Une première raison pourrait être que les économistes se sont focalisés sur les causes immédiates du déclin de la part du travail, mais non les causes fondamentales. Ainsi, plusieurs analyses ont pu considérer différentes faces d’une même pièce : l’effet estimé dans une étude peut ainsi en partie été capté par une autre étude, pourtant focalisée sur un tout autre mécanisme. Grossman et Oberfield prennent l’exemple des avancées technologiques poussant à la baisse les prix des technologies d’information et de communication. Celles-ci peuvent directement se traduire par une substitution du capital au travail, mais, dans la mesure où elles risquent de bénéficier de façon disproportionnée aux plus grandes entreprises (les « firmes superstars » évoquées par Autor et alii, 2020), elles peuvent aussi contribuer à intensifier la concentration sur les marchés des produits et y accroître le pouvoir de marché des firmes. En outre, ces innovations peuvent à la fois être une cause et une conséquence de la baisse des coûts des délocalisations. Cette dernière tend à réduire le pouvoir de négociation des travailleurs, etc. 

Une deuxième raison avancée par Grossman et Oberfield est la possibilité d’un biais de recherche et de publication. Le phénomène que les économistes cherchent à expliquer est la baisse de la part du travail. Par conséquent, ils ont pu avoir tendance à se focaliser sur les seuls mécanismes susceptibles de réduire la part du travail et à négliger ceux susceptibles de la pousser à la hausse, donc susceptibles de compenser (du moins pour partie) les premiers. 

 

Références

ACEMOGLU, Daron, & Pascual RESTREPO (2018), « The race between man and machine: Implications of technology for growth, factor shares and employment », American Economic Review, vol. 108, n° 6.

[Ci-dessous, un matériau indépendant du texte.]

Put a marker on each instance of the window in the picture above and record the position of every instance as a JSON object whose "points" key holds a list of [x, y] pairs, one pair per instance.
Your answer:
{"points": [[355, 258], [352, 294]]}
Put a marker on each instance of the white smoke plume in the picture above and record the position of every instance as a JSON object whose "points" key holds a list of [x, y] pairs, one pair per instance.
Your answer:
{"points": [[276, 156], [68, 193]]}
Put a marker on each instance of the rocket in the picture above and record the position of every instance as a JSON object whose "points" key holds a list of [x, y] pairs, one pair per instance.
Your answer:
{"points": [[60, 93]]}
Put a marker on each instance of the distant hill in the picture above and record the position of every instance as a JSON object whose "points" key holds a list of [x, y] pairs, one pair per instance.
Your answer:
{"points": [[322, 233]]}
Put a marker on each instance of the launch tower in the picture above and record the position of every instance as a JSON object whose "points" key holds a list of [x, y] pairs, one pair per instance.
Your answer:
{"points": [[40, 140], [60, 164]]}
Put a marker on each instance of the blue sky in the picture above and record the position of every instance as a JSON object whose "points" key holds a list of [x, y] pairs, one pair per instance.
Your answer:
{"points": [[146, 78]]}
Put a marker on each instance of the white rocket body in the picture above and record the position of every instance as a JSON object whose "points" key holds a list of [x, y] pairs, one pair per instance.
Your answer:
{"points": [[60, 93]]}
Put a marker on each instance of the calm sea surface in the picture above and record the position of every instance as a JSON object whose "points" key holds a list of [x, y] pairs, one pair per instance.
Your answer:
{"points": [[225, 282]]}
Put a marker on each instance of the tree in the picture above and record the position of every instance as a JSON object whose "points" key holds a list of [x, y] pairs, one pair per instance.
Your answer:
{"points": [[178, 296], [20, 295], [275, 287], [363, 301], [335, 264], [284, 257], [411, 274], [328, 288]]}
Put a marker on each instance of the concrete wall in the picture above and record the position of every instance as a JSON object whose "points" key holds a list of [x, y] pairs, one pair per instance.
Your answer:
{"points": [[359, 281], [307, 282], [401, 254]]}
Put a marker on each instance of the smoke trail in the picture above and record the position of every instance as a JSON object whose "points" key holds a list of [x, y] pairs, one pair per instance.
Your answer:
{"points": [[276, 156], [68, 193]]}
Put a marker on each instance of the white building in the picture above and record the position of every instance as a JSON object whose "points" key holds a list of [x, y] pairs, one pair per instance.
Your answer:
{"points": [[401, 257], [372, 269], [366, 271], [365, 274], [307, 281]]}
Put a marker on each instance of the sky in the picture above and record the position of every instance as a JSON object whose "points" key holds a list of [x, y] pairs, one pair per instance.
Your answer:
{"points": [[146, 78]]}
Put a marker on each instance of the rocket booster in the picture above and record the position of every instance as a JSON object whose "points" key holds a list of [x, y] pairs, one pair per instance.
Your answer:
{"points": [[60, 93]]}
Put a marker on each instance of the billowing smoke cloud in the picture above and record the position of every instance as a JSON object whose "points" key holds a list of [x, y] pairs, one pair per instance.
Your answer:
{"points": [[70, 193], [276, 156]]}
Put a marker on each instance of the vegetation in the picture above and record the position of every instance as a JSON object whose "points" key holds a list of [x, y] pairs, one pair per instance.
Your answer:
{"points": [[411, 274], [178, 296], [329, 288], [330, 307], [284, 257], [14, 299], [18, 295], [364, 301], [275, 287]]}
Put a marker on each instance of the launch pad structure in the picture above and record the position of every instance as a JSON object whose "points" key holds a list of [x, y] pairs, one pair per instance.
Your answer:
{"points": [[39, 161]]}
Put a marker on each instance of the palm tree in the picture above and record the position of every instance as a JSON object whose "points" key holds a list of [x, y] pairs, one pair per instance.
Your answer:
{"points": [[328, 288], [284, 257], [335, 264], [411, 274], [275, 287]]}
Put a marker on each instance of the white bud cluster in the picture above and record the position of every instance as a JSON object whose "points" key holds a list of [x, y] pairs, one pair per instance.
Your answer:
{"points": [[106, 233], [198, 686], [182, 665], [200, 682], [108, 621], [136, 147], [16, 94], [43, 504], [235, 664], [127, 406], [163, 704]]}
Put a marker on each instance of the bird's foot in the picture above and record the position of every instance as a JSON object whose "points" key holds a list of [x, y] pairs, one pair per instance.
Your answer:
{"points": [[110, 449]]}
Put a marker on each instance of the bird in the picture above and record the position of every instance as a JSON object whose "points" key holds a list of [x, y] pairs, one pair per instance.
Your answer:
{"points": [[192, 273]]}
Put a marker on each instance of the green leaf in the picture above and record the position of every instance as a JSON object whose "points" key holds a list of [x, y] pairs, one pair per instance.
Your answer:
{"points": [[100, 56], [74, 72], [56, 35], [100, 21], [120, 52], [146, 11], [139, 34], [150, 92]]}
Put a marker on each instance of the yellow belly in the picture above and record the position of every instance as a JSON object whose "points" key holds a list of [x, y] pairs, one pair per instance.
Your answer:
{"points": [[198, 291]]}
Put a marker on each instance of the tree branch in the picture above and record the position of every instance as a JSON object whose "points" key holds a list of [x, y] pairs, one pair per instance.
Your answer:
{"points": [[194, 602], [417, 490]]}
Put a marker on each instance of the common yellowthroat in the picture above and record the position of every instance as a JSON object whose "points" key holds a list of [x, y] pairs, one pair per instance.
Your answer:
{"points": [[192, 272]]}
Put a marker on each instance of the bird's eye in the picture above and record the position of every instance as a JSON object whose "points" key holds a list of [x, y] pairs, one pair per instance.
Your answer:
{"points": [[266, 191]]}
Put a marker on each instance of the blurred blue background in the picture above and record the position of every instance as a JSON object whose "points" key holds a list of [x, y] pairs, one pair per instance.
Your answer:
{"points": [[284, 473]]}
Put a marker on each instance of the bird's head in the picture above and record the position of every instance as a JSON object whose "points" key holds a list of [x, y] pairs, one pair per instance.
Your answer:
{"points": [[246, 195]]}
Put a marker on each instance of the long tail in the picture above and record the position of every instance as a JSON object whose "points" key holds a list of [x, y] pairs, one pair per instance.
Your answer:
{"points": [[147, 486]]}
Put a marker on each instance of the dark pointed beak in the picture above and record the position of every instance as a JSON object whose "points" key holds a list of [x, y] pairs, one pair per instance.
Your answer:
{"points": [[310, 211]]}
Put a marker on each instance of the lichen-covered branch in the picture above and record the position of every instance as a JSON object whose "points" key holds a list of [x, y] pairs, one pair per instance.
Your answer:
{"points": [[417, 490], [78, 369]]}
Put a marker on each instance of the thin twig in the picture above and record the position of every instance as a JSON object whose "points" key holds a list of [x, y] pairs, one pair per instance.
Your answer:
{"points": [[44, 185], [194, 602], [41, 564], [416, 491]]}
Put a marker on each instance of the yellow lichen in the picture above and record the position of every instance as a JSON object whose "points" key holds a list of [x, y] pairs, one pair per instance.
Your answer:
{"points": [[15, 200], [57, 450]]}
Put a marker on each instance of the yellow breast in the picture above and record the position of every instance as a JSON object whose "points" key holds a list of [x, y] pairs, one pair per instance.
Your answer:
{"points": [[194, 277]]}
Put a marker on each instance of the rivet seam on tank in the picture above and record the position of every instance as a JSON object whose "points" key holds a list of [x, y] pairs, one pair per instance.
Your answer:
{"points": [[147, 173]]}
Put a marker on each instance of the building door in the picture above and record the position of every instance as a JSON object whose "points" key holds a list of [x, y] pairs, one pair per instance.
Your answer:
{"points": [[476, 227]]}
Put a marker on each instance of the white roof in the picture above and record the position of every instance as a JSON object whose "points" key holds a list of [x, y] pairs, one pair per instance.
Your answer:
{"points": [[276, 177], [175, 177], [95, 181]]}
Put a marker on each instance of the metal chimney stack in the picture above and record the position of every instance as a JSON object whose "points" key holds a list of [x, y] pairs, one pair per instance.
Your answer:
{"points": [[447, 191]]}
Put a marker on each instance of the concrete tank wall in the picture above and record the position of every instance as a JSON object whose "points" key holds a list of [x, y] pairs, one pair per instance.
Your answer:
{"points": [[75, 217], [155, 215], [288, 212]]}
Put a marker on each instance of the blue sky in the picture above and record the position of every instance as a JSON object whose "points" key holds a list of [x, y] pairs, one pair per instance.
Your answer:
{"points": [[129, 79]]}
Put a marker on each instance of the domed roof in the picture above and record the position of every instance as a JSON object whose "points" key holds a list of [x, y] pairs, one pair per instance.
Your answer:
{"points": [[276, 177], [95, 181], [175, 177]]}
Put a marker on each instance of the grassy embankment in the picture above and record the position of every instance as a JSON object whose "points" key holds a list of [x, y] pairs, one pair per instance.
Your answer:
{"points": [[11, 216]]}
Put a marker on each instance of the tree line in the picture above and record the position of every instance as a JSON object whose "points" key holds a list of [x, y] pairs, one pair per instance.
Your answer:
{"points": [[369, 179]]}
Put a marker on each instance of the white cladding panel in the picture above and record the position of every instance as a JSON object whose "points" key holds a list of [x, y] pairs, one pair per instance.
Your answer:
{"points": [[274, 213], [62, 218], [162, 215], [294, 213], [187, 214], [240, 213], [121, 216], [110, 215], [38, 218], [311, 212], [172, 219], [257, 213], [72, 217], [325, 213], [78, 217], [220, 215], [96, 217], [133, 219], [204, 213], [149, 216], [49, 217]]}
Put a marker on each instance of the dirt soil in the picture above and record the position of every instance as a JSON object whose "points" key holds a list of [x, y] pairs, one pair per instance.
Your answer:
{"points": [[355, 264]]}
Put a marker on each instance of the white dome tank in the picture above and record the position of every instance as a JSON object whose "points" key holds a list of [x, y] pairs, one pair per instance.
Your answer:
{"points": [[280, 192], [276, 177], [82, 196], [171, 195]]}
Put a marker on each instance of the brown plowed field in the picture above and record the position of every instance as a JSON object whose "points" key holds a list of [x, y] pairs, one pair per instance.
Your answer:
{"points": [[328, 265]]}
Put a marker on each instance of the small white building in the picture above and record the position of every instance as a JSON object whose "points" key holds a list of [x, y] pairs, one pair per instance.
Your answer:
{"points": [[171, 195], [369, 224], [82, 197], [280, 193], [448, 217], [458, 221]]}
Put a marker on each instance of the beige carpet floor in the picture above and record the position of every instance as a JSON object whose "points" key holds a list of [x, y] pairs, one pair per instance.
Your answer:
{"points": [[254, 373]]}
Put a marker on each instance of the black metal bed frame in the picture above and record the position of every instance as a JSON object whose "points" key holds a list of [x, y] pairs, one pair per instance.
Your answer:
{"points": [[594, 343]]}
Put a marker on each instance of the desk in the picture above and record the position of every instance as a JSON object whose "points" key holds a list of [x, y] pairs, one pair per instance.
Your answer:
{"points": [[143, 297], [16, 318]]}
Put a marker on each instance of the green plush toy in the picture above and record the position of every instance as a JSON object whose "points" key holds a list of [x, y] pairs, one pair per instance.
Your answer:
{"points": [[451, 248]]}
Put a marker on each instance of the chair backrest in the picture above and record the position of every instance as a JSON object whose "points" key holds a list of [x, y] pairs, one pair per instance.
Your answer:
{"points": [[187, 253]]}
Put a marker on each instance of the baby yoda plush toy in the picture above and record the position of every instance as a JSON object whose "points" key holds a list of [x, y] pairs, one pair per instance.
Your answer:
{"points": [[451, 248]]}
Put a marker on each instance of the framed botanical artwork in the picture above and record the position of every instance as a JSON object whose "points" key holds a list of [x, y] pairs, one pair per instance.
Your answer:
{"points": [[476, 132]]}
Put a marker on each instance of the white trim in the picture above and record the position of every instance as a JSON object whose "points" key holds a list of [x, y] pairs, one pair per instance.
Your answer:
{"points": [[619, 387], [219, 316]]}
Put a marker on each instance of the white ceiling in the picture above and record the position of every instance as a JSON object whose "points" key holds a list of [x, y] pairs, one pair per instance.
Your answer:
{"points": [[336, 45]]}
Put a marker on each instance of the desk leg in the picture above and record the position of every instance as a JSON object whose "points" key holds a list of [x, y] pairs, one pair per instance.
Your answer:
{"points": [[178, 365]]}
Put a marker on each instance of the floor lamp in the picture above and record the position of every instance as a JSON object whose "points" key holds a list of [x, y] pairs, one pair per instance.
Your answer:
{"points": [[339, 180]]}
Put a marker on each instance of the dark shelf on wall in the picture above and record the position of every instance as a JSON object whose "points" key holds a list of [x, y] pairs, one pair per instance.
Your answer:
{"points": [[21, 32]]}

AUTOR, David, David DORN, Lawrence F. KATZ, Christina PATTERSON & John VAN REENEN (2020), « The fall of the labor share and the rise of superstar firms », Quarterly Journal of Economics, vol. 135, n° 2.

BARKAI, Simcha (2020), « Declining labor and capital shares », Journal of Finance, vol. 75, n° 5.

BLANCHARD, Olivier, & Francesco GIAVAZZI (2003), « Macroeconomic effects of regulation and deregulation in goods and labour markets », Quarterly Journal of Economics, vol. 118, n° 3.

ELSBY, Michael W. L., Bart HOBIJN & Ayşegül ŞAHIN (2013), « The decline of US labor share », in Brookings Papers on Economic Activity.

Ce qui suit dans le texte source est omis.